Cranberry Rum Short Ribs
Strawberry And Rum Jelly Roll
Ingredients:
- Nonstick cooking spray
- 1 Box of Betty Crocker Super Moist White Cake Mix (plus required ingredients: 1 C. Water, 1/2 C. Vegetable Oil and 3 Eggs)
- 1 stick (8 Tbsp.) Unsalted Butter, room temperature
- 4 oz. Cream Cheese, room temperature
- 2 C. Confectioners’ Sugar One Small Bag Freeze-Dried Strawberries, approx. 1.2 oz. bag
- ¼ C. Brown Sugar
- ¼ C. Dark Rum
- Fresh Strawberries for garnish, either whole or sliced
- Fresh Mint, garnish
Directions:
- Special equipment: a 15” x 10” jelly roll pan
- Preheat oven to 350°F. Coat a 9” x 13” baking pan with nonstick cooking spray.
- Prepare the cake mix as directed on the box; pour the batter into the prepared pan. Bake until a cake tester inserted in the center of the cake comes out clean, about 30 minutes. Let cool completely.
- Meanwhile, combine the butter and cream cheese in a bowl. Mix on medium-high speed until combined and fluffy, about 2 minutes. Reduce the speed to low and gradually add in the confectioners’ sugar. Increase the speed to medium-high and beat until fluffy and combined, about 2 minutes. In a separate bowl, combine frozen strawberries with brown sugar. Pour some of the rum over mixture and set aside.
- Crumble the cake into a large bowl. Add 1/4 cup of the frosting and remaining rum and mix with your hands until smooth and combined, like cake dough.
- Line the jelly roll pan with plastic wrap. Put the cake dough on top. Place another sheet of plastic wrap on top of the dough and pat the mixture into an even rectangle until it fills the pan. Transfer the mixture in the plastic onto a flat work surface, ensure that the shorter side of the pan is facing you and roll out just enough so that the surface is smooth. Press the flat side of a ruler against all the sides of the dough so they are straight. Make sure the dough measures 10” x 15”.

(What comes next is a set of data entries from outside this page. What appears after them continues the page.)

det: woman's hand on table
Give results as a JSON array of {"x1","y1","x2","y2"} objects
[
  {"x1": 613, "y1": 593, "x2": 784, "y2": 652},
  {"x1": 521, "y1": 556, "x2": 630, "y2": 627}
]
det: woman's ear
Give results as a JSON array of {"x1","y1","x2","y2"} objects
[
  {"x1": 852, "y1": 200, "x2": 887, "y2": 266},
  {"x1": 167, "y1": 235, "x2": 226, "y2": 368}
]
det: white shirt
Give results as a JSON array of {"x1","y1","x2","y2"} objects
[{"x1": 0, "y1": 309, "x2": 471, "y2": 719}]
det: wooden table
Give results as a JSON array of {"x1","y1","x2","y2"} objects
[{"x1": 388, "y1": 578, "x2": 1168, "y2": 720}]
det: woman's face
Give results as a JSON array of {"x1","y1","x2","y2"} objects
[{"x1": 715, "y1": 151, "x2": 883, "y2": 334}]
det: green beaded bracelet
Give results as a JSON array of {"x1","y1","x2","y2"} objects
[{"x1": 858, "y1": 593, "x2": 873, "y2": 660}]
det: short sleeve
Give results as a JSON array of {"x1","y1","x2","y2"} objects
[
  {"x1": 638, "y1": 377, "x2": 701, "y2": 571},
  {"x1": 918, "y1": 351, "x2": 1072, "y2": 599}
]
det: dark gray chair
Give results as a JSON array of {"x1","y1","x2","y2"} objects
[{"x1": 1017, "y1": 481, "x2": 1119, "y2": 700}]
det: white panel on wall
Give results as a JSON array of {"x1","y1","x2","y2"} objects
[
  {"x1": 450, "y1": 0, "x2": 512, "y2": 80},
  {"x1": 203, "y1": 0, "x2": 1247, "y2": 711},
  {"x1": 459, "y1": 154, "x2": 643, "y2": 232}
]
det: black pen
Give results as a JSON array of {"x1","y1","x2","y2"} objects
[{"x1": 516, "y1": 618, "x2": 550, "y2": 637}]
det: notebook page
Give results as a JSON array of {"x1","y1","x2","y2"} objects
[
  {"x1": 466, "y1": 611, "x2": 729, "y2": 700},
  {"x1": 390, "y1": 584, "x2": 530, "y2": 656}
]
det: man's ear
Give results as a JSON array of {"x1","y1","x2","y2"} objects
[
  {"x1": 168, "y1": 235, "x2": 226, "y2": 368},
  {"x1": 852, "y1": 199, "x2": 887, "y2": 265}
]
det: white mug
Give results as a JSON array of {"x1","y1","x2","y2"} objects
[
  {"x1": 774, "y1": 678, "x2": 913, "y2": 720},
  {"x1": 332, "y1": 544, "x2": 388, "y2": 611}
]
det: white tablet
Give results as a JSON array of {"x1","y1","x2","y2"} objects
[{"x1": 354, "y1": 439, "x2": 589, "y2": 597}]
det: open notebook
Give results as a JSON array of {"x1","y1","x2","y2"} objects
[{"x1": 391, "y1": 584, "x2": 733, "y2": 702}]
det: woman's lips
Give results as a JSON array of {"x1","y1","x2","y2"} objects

- Put the strawberry mixture in a spice grinder and pulse until finely ground and add it to the bowl with the remaining frosting and beat until combined.
- Remove the top sheet of plastic wrap from the dough. Add the strawberry frosting and spread out evenly with a small spatula, leaving about a 1 1/2 inch border on the short side furthest away from you.
- Roll the dough away from you into a jelly roll shape, using the plastic to roll tightly until it’s covered by the plastic. Place roll onto a serving platter, add fresh strawberries (whole or sliced) and mint for garnish. Serve chilled. Yields 8-10 servings.